Tokenizers#

Text tokenization classes for converting text to numerical tokens.

Base Classes#

BaseTokenizer#

Abstract base class for all tokenizers.

class torchTextClassifiers.tokenizers.base.BaseTokenizer(vocab_size, padding_idx, output_vectorized=False, output_dim=None)[source]#

Bases: ABC

__init__(vocab_size, padding_idx, output_vectorized=False, output_dim=None)[source]#

Base class for tokenizers. :type vocab_size: int :param vocab_size: Size of the vocabulary. :type vocab_size: int :type output_vectorized: bool :param output_vectorized: Whether the tokenizer outputs vectorized tokens.

True for instance for a TF-IDF tokenizer.

abstract tokenize(text)[source]#

Tokenizes the raw input text into a list of tokens.

Return type:

TokenizerOutput

TokenizerOutput#

Output dataclass from tokenization.

class torchTextClassifiers.tokenizers.base.TokenizerOutput(input_ids, attention_mask, offset_mapping=None, word_ids=None)[source]#

Bases: object

Attributes

input_ids: torch.Tensor#

Token indices (batch_size, seq_len).

attention_mask: torch.Tensor#

Attention mask tensor (batch_size, seq_len).

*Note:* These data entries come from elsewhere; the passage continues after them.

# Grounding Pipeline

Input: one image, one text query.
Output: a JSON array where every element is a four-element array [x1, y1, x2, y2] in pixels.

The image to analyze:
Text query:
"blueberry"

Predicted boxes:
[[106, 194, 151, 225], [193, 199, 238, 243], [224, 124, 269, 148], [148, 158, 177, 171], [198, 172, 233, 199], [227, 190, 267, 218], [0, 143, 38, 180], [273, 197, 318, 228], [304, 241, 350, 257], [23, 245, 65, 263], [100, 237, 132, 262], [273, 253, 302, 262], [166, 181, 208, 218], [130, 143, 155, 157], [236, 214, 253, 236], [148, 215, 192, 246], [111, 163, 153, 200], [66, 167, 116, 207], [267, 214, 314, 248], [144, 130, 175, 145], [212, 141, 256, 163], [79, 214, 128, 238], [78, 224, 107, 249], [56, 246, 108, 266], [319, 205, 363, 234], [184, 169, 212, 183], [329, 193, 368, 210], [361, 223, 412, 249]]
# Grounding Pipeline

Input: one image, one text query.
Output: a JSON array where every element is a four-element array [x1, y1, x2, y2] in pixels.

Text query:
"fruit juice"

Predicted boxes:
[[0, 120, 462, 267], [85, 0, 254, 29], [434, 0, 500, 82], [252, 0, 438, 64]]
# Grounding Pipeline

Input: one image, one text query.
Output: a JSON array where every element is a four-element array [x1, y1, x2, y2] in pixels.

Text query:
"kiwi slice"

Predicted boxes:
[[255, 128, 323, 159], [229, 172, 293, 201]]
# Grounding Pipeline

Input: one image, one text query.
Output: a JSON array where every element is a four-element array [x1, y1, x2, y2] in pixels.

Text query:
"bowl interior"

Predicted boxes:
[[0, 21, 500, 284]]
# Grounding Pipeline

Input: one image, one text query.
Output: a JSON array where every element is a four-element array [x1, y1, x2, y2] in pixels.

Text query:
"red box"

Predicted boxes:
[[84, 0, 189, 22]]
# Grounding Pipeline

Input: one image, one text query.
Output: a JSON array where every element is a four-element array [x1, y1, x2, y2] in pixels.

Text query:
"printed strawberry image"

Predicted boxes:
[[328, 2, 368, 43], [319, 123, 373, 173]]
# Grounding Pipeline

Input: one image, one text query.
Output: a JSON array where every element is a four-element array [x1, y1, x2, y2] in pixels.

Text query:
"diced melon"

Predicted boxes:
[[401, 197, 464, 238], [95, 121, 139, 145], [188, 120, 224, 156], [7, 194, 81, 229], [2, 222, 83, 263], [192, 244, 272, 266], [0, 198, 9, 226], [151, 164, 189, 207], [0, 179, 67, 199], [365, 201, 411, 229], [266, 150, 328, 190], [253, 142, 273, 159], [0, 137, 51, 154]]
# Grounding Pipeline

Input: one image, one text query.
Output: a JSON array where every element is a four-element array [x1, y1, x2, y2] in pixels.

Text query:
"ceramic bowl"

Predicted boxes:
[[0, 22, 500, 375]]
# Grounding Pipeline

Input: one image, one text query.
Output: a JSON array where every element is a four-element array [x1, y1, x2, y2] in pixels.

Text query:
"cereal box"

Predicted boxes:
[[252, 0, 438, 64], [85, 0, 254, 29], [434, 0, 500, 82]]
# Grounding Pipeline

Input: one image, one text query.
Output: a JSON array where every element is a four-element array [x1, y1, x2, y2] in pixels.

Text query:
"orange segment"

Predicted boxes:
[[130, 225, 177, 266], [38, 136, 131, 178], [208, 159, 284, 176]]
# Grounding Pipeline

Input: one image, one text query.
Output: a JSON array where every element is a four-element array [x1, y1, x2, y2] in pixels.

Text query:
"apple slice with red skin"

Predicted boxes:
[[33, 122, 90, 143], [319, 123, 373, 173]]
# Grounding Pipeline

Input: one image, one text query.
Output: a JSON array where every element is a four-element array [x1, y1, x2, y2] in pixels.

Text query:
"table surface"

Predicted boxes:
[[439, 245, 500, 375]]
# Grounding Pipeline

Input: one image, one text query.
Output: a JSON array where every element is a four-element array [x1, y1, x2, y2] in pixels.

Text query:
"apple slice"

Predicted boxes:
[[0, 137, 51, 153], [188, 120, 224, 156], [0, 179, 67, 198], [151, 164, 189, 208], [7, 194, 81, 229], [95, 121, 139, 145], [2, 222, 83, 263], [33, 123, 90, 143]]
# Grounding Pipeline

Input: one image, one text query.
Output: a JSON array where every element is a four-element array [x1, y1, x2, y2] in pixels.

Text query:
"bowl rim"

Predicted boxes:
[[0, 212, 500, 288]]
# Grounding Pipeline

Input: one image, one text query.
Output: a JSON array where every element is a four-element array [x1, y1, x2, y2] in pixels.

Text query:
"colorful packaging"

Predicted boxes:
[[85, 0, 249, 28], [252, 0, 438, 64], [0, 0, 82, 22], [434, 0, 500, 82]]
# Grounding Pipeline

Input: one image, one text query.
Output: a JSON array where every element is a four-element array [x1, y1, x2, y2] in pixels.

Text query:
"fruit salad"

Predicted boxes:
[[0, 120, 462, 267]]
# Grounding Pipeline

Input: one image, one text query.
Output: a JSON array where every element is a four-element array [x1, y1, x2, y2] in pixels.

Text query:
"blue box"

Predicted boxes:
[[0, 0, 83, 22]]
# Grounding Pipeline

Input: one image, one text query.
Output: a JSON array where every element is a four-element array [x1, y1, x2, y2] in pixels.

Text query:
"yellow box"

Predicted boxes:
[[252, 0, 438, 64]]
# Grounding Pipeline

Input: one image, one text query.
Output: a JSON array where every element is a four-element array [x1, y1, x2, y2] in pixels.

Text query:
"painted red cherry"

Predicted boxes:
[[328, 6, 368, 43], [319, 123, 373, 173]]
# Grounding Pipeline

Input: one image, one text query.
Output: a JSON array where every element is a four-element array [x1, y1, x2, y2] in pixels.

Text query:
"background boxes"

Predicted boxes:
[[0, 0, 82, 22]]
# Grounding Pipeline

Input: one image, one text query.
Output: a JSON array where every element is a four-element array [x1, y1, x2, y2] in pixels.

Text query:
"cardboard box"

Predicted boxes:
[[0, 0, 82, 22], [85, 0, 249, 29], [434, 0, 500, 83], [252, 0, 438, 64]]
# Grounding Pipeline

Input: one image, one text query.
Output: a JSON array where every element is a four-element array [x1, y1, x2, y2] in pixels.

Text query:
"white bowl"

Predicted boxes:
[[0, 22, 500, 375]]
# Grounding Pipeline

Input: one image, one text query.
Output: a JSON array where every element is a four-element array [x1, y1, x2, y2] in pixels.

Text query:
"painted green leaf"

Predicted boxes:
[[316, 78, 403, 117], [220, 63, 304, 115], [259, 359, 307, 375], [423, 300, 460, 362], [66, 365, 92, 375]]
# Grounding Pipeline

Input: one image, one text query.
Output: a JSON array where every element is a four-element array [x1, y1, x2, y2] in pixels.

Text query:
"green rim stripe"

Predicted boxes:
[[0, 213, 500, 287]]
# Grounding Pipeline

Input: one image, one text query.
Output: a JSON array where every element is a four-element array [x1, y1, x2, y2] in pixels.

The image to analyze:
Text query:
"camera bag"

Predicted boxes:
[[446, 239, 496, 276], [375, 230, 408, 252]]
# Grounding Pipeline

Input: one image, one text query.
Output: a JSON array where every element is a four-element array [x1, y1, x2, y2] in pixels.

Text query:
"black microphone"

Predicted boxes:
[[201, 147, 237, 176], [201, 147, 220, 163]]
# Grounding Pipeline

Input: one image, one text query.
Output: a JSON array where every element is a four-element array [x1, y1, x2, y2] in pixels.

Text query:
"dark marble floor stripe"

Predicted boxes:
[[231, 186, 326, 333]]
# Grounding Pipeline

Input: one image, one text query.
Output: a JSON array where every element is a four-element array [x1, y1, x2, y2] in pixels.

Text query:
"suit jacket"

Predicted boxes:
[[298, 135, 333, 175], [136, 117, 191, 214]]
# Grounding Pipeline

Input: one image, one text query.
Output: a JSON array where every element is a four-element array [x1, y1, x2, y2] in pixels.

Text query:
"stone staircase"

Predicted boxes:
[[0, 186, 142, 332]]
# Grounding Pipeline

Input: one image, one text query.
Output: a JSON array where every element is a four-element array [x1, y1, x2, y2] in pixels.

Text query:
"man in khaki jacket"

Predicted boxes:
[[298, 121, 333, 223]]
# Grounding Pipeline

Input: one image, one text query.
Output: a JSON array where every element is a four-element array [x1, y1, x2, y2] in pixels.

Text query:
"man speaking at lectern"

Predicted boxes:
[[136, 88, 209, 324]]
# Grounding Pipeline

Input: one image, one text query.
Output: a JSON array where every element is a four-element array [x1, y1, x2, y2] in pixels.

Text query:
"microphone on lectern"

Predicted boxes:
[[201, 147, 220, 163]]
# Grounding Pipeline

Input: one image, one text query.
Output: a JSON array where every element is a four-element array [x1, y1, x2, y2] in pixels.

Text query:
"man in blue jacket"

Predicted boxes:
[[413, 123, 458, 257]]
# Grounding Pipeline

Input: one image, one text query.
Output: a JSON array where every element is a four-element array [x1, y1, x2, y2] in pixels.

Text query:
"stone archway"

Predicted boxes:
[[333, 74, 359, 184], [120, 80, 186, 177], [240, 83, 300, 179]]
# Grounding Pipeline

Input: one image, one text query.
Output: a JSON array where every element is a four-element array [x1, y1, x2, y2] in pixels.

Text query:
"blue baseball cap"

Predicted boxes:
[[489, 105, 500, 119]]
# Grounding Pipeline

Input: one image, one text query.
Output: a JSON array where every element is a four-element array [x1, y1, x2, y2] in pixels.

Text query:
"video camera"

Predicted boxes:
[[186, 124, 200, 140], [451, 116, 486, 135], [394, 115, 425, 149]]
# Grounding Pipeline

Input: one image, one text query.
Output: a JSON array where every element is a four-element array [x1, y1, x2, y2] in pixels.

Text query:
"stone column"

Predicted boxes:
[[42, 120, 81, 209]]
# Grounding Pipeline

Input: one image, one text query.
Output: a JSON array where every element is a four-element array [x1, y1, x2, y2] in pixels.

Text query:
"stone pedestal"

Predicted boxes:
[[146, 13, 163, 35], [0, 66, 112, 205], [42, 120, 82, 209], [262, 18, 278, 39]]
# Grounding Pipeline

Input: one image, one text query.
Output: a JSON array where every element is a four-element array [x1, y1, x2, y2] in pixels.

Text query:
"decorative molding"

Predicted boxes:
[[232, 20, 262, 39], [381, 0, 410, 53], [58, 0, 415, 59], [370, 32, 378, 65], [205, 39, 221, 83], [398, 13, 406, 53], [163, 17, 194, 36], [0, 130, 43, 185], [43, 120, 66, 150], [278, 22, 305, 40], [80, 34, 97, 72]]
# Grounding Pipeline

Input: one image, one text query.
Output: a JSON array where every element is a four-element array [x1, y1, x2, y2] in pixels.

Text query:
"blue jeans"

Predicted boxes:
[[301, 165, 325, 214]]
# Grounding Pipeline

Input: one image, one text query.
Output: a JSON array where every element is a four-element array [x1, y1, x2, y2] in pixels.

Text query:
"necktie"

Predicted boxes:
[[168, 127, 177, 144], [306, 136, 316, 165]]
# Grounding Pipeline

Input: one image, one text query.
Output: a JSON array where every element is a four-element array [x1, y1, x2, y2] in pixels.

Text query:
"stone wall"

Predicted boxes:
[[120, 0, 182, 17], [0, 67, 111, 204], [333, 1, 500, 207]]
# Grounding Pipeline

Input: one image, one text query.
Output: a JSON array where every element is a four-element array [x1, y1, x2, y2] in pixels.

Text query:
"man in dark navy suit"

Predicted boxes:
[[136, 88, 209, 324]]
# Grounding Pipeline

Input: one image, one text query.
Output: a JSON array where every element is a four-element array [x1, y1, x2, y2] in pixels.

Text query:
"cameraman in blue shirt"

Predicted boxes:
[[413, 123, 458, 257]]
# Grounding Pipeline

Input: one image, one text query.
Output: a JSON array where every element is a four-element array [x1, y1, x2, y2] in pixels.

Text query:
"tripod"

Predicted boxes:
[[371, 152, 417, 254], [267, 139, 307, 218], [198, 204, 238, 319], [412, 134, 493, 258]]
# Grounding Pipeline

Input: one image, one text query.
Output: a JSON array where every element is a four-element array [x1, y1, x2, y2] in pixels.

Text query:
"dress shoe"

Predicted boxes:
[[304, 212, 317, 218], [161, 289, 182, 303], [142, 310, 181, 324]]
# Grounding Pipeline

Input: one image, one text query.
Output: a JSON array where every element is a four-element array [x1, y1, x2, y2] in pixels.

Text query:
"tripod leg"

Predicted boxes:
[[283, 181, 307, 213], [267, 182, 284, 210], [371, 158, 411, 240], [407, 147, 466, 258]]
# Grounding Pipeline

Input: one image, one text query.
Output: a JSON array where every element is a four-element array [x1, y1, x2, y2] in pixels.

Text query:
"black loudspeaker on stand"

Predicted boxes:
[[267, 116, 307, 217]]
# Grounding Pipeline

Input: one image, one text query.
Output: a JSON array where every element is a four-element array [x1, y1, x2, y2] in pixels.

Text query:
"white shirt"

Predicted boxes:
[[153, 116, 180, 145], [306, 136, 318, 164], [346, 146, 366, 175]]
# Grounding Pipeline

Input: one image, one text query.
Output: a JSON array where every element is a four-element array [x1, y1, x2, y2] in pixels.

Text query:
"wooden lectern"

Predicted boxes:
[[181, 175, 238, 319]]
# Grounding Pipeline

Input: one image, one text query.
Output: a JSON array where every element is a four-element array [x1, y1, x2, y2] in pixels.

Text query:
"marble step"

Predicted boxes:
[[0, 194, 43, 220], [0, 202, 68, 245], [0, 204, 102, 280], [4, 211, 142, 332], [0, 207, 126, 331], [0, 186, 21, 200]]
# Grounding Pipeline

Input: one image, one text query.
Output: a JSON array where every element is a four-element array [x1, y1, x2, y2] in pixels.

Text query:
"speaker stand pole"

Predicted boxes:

offset_mapping: List[List[Tuple[int, int]]] | None#

Byte offsets for each token (optional, for explainability).

word_ids: List[List[int | None]] | None#

Word-level indices for each token (optional).

input_ids: Tensor#
attention_mask: Tensor#
offset_mapping: Optional[Tensor] = None#
word_ids: Optional[ndarray] = None#
to_dict()[source]#
Return type:

Dict[str, Any]

classmethod from_dict(data)[source]#
Return type:

TokenizerOutput

__init__(input_ids, attention_mask, offset_mapping=None, word_ids=None)#

Concrete Tokenizers#

NGramTokenizer#

FastText-style character n-gram tokenizer.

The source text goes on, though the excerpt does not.